• Transcriptions


    Rabbi Moshe Rubenstein

     

    Personal History

    Rabbi Rubenstein: My name is Moshe Rubenstein. I came to Lakewood in 1960-61. I came from university in Detroit. The yeshiva then had 100 talmidim. We were a diverse group. Mesivtas weren’t so large in those days, so everybody came.

    Rabbi Beane: What motivated you to come here?

    Rabbi Rubenstein: I had come here to visit. I heard a shiur and I went up to the Rosh Yeshiva zt”l afterward, and he was mekarev me, so five years later, that drew me back. There were not too many places to choose from then. It was either Bais Medrash Elyon or Lakewood.

    Rabbi Beane: That’s a typical theme that I’ve heard. Do you come from Detroit?

    Rabbi Rubenstein: Yes. I learned by R’ Leib Bakst there.

     

    Seeing Fire

    When I came to Lakewood, I became part of a Kodshim chaburah. My chavrusa was Rabbi Yechiel Perr[MH2] . I listened to the shiurim and prepared for them, and if I walked away with any impression, it was certainly that Torah is fire, the picture of Aish HaTorah. Watching the Rosh Yeshiva zt”l say a shiur was to watch a fire.

     

     Endless Chessed

    His chessed was endless. I once went to him to ask if I could have reshus to go back to Detroit for Tishrei in order to make parnossa. My wife couldn’t come because she was teaching for the day school, and they had school on Sukkos. We were shanah rishonanikim[1]. He told me that if she was moichel, I could go. But the next day, he called me in to tell me that I shouldn’t go. He said that for shana rishona, it wasn’t k’dai.

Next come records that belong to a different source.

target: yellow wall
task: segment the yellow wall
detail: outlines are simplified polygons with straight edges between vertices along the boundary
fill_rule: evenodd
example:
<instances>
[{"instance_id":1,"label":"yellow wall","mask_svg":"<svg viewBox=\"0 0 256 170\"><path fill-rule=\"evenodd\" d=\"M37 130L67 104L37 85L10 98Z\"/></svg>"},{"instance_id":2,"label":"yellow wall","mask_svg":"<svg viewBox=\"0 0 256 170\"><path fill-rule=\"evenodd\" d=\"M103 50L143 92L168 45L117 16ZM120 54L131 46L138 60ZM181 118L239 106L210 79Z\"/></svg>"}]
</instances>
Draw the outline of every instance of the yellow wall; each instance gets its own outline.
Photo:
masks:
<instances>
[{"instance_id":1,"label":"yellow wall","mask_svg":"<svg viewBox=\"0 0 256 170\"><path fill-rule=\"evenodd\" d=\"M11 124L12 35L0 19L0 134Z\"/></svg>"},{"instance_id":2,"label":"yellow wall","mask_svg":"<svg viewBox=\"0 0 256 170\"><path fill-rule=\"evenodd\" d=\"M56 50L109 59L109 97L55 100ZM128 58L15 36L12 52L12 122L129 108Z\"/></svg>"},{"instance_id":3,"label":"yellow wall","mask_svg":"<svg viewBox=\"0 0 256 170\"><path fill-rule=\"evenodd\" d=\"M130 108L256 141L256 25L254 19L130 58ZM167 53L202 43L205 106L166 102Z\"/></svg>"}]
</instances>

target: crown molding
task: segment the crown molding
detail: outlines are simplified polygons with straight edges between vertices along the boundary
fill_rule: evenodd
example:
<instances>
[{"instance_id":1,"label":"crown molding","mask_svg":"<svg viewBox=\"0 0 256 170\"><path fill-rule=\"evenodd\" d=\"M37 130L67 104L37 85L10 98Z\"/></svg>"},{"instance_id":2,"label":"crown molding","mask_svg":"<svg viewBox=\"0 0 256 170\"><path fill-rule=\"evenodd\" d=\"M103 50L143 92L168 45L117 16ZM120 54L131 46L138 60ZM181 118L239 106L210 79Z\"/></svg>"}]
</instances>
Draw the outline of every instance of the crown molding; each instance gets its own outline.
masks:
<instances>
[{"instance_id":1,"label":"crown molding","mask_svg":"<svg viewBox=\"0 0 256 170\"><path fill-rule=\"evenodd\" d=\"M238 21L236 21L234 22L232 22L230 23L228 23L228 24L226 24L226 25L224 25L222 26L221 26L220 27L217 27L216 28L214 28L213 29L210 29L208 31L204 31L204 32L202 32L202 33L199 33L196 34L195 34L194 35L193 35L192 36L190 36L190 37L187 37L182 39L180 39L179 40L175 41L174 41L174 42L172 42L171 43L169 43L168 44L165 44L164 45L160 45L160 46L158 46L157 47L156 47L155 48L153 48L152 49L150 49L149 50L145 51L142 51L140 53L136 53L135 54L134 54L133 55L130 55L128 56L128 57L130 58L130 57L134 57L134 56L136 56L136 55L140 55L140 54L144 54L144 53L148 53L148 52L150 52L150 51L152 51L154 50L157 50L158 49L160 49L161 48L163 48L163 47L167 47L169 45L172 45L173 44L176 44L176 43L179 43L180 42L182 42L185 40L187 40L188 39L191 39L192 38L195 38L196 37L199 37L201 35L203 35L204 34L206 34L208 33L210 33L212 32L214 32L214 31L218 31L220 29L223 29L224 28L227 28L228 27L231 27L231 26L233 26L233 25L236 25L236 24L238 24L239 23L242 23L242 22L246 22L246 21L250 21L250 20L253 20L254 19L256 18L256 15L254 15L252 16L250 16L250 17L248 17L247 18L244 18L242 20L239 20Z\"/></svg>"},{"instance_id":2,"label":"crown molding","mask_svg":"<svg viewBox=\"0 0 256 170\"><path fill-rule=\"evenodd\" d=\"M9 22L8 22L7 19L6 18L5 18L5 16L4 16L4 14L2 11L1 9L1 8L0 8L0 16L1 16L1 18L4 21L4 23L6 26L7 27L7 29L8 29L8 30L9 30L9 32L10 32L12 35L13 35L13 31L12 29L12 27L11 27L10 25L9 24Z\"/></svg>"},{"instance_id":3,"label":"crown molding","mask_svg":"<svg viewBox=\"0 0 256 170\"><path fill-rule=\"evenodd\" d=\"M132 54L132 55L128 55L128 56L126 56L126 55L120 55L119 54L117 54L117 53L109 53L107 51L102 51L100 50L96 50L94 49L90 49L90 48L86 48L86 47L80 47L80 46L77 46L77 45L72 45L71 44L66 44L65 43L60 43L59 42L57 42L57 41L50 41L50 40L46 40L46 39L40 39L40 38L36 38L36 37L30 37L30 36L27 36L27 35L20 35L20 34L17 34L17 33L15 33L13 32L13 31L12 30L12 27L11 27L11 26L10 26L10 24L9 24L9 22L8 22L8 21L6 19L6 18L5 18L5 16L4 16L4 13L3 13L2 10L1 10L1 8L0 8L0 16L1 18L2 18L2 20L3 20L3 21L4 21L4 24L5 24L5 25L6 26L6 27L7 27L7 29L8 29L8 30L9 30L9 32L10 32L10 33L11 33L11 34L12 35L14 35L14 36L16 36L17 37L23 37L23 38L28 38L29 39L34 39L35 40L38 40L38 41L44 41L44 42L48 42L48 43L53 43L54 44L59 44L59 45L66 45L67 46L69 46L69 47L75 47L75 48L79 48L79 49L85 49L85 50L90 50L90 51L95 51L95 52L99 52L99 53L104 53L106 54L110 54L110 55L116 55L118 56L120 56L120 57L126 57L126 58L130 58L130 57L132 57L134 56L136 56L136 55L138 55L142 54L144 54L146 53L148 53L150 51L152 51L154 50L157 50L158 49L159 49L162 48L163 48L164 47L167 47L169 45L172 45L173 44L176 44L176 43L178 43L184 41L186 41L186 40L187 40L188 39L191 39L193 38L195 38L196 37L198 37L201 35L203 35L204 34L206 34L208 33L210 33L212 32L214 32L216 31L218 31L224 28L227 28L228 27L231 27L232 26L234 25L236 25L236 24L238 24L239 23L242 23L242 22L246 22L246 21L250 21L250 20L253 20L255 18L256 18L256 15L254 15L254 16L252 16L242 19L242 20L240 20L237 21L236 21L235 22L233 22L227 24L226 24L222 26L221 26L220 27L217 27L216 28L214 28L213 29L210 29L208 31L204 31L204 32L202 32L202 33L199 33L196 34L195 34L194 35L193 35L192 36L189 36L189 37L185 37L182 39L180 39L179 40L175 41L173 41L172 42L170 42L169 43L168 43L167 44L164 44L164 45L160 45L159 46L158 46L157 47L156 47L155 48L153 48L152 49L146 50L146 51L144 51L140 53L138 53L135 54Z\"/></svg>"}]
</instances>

    I was always impressed by that. That means that even though he had the yeshiva, the shiurim, Chinuch Atzmai, and Tashbar, he continued to think about me. He was always very good, very good to me.

    It is from learning by him that I added a lumdishe derech to my learning. I added the derech of making sugyas fit together, making many diverse ideas fit together to make a binyan. I learned an appreciation of learning the Gaon and Shulchan Aruch. And I suppose it’s from him that I had the cheshek to stay in harbatzas HaTorah.

     

    No Bittul Torah

    Everything by him was a cheshbon in bittul Torah. Everything. He was our Mesader Kiddishun. He told my wife and me to get married on the second night of Lag B’omer because many bochurim would be in the city anyway because of shidduchim, so it would be less bittul Torah.

    Rabbi Beane: That was his cheshbon always. Thank you very much.

    Rabbi Rubenstein: Tizku l’mitzvos[2].